Re: [PATCH v2] mmc: dw_mmc: Disable SDIO interrupts while suspended to fix suspend/resume
From: Ulf Hansson
Date: Tue May 28 2019 - 15:25:42 EST
On Mon, 29 Apr 2019 at 22:41, Douglas Anderson <dianders@xxxxxxxxxxxx> wrote:
>
> Processing SDIO interrupts while dw_mmc is suspended (or partly
> suspended) seems like a bad idea. We really don't want to be
> processing them until we've gotten ourselves fully powered up.
I fully agree.
Although, this is important not only from the host driver/controller
perspective, but also from the SDIO card (managed by mmc core) point
of view.
In $subject patch you mange the driver/controller issue, but only for
one specific host driver (dw_mmc). I am thinking that this problem may
be a rather common problem, so perhaps we should try to address this
from the core in a way that it affects all host drivers. Did you
consider that?
The other problem I refer to, is in principle a way to prevent
sdio_run_irqs() from being executed before the SDIO card has been
resumed, via mmc_sdio_resume(). It's a separate problem, but certainly
related. This may need some more thinking to address properly, let's
just keep this in mind and discuss this in a separate thread.
>
> You might be wondering how it's even possible to become suspended when
> an SDIO interrupt is active. As can be seen in
> dw_mci_enable_sdio_irq(), we explicitly keep dw_mmc out of runtime
> suspend when the SDIO interrupt is enabled. ...but even though we
> stop normal runtime suspend transitions when SDIO interrupts are
> enabled, the dw_mci_runtime_suspend() can still get called for a full
> system suspend.
>
> Let's handle all this by explicitly masking SDIO interrupts in the
> suspend call and unmasking them later in the resume call. To do this
> cleanly I'll keep track of whether the client requested that SDIO
> interrupts be enabled so that we can reliably restore them regardless
> of whether we're masking them for one reason or another.
>
> It should be noted that if dw_mci_enable_sdio_irq() is never called
> (for instance, if we don't have an SDIO card plugged in) that
> "client_sdio_enb" will always be false. In those cases this patch
> adds a tiny bit of overhead to suspend/resume (a spinlock and a
> read/write of INTMASK) but other than that is a no-op. The
> SDMMC_INT_SDIO bit should always be clear and clearing it again won't
> hurt.
Thanks for the detailed problem description. In general your approach
sounds okay to me, but I have a few questions.

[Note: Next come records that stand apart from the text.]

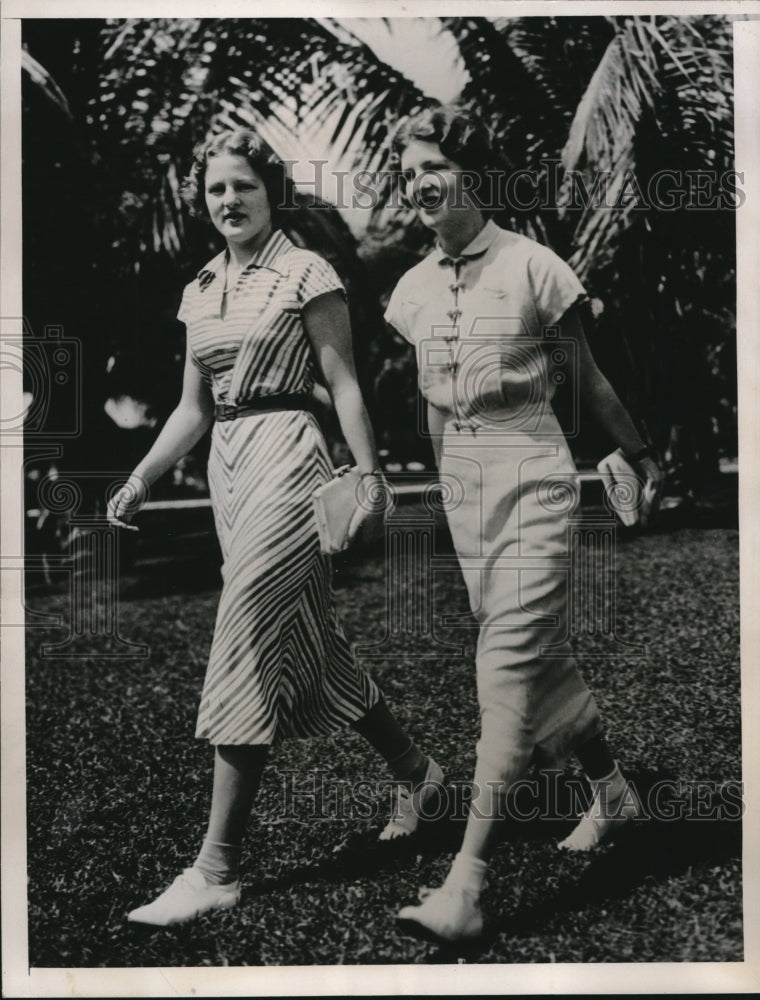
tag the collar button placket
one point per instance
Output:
(453, 338)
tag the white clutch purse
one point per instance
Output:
(335, 506)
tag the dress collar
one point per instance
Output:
(269, 256)
(475, 248)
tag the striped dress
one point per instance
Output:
(280, 665)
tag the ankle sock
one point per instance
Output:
(218, 863)
(411, 765)
(467, 873)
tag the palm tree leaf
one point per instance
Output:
(44, 81)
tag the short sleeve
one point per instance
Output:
(555, 286)
(183, 315)
(317, 278)
(394, 314)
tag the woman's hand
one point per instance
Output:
(124, 504)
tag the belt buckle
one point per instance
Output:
(226, 411)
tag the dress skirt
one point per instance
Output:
(280, 665)
(510, 495)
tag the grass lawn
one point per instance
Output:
(118, 788)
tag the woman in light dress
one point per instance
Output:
(495, 323)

1) As kind of stated above, did you consider a solution where the core
simply disables the SDIO IRQ in case it isn't enabled for system
wakeup? In this way all host drivers would benefit.
2) dw_mmc isn't calling device_init_wakeup() during ->probe(), hence I
assume it doesn't support the SDIO IRQ being configured as system
wakeup. Correct? I understand this is platform specific, but still it
would be good to know your view.
3) Because of 2) The below code in dw_mci_runtime_suspend(), puzzles me:
"if (host->slot->mmc->pm_flags & MMC_PM_KEEP_POWER)"

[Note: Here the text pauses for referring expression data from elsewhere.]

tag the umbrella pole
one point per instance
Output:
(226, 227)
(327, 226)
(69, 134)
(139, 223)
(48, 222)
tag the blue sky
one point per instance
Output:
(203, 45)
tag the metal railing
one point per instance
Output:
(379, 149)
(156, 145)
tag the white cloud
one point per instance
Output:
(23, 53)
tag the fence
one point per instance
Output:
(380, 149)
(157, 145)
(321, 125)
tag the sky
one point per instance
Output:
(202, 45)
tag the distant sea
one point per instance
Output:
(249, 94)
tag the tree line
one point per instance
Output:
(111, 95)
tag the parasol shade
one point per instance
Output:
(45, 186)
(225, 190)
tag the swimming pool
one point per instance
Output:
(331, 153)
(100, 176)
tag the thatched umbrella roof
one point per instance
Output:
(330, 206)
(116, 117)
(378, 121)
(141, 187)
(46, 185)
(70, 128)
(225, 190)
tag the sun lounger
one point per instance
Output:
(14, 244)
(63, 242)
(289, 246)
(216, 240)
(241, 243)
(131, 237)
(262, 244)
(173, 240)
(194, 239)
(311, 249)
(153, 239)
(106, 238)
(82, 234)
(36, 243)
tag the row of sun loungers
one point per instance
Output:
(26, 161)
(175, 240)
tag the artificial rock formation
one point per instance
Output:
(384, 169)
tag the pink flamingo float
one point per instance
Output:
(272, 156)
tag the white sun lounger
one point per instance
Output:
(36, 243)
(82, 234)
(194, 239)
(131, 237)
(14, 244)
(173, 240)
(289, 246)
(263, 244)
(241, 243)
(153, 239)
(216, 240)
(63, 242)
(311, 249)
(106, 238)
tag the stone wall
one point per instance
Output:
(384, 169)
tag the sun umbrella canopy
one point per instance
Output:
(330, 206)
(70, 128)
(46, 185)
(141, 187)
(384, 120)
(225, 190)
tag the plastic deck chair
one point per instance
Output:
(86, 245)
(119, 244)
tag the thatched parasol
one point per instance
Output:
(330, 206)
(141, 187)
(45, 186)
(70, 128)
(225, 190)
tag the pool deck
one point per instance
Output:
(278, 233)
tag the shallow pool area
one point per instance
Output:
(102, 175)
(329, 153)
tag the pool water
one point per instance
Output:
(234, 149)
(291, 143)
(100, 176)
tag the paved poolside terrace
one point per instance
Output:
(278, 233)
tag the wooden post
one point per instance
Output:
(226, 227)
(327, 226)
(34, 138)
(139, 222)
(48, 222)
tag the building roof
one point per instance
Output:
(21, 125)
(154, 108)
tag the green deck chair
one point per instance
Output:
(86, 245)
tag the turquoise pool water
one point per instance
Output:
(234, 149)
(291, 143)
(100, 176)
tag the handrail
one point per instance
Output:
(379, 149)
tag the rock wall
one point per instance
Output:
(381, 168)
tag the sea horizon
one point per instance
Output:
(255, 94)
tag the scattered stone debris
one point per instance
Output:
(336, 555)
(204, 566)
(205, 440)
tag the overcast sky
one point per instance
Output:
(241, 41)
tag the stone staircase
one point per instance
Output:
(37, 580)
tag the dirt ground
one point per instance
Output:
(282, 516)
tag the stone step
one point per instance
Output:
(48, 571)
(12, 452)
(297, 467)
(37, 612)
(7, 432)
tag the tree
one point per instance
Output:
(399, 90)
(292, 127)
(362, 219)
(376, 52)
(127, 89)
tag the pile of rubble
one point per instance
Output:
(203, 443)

dw_mci_set_ios(host->slot->mmc, &host->slot->mmc->ios);
Why is 3) needed at all in case system wakeup isn't supported?
A note; the current support in the mmc core for the SDIO IRQ being
used as system wakeup, really needs some re-work. For example, we
should convert to use common wakeup interfaces, as to allow the PM
core to behave correctly during system suspend/resume. These are
changes that have been scheduled on my TODO list since long time ago,
I hope I can get some time to look into them soon.
>
> Without this fix it can be seen that rk3288-veyron Chromebooks with
> Marvell WiFi would sometimes fail to resume WiFi even after picking my
> recent mwifiex patch [1]. Specifically you'd see messages like this:
> mwifiex_sdio mmc1:0001:1: Firmware wakeup failed
> mwifiex_sdio mmc1:0001:1: PREP_CMD: FW in reset state
>
> ...and tracing through the resume code in the failing cases showed
> that we were processing a SDIO interrupt really early in the resume
> call.
>
> NOTE: downstream in Chrome OS 3.14 and 3.18 kernels (both of which
> support the Marvell SDIO WiFi card) we had a patch ("CHROMIUM: sdio:
> Defer SDIO interrupt handling until after resume") [2]. Presumably
> this is the same problem that was solved by that patch.
Seems reasonable.
>
> [1] https://lkml.kernel.org/r/20190404040106.40519-1-dianders@xxxxxxxxxxxx
> [2] https://crrev.com/c/230765
>
> Cc: <stable@xxxxxxxxxxxxxxx> # 4.14.x
> Signed-off-by: Douglas Anderson <dianders@xxxxxxxxxxxx>
> ---
> I didn't put any "Fixes" tag here, but presumably this could be
> backported to whichever kernels folks found it useful for. I have at
> least confirmed that kernels v4.14 and v4.19 (as well as v5.1-rc2)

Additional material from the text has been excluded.